Velha Guarda da Portela – Parque da Redenção – Porto Alegre/RS (28/11/2014)




A Velha Guarda no palco da Redenção
(foto; Tita Strapazzon)
Corri pra ver, pra ver quem era/
Chegando lá era a Portela”.

Como são essas coisas da vida, né? Leocádia e eu não pudemos comparecer ao show do guitarrista Stanley Jordan, no Canoas Jazz Festival, o qual eu mesmo havia anunciado aqui no Clyblog como me sendo imperdível. Porém, um dia antes, tivemos a oportunidade de assistir a outro show de total arrebatamento. Pois mesmo sabendo em cima do laço, fomos. Coincidentemente antecipando a semana em que se comemora o Dia Nacional do Samba (2/12), o mais autêntico dos ritmos brasileiros pôs os dois pés em Porto Alegre. Em celebração aos 80 anos de Universidade Federal do Rio Grande do Sul (UFRGS), a Velha Guarda da Portela foi convidada para uma apresentação gratuita no Parque da Redenção. Um verdadeiro espetáculo, histórico na cidade, que me fez lembrar outro memorável ocorrido de 1996, quando o nobre portelense Paulinho da Viola tocou no mesmo local.

Mestre Monarco, aos 80 anos,
comandando o samba
(foto: Tita Strapazzon)
 Comandada pelo mestre Monarco (que também completou indizíveis 80 primaveras em 2014), a Velha Guarda da Portela agitou e emocionou, pondo pra sambar e cantar o grande público que esteve presente naquela noite ao ar livre.
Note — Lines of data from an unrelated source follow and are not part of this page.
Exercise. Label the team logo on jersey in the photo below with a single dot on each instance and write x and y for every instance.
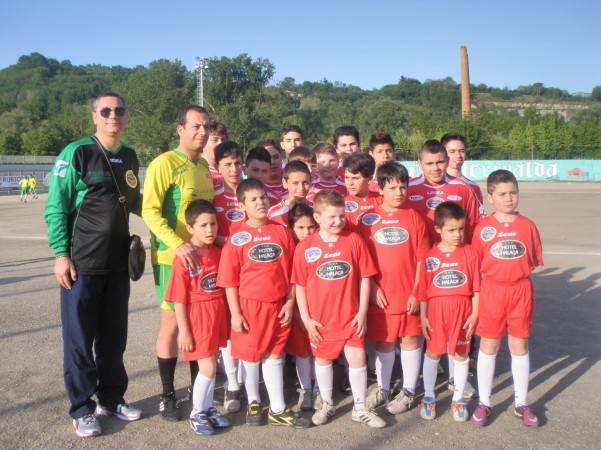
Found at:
(433, 202)
(209, 283)
(391, 236)
(241, 238)
(312, 254)
(508, 250)
(432, 264)
(370, 218)
(235, 215)
(351, 206)
(487, 233)
(265, 252)
(449, 279)
(131, 179)
(333, 270)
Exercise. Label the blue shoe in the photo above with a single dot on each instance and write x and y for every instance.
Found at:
(201, 425)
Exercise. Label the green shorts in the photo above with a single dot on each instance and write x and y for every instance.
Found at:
(161, 273)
Sou apaixonado pelo conjunto desde os anos 90 quando, assistindo a um programa Ensaio, da TV Cultura, os descobri cantando junto com um de seus vários integrantes que já foram, Manacéa (o qual estava presente não só em sons como na pessoa de sua filha, Áurea Maria, uma das três pastoras do grupo). Fiquei tão maravilhado com o que vi que, guri afoito por registrar aquilo que gostava, pus um VHS para gravar o restinho de programa, que já havia começado. Bem fiz. Pude, com isso, conhecer, dentre algumas outras, pérolas como a tocante “Quantas lágrimas” (“Ah, quantas lágrimas eu tenho derramado/ Só em saber que não posso mais/ Reviver o meu passado...”) e o poup-pourriMau Procedimento/ Mulher ingrata/ Nega Danada”, ambas tocadas no show.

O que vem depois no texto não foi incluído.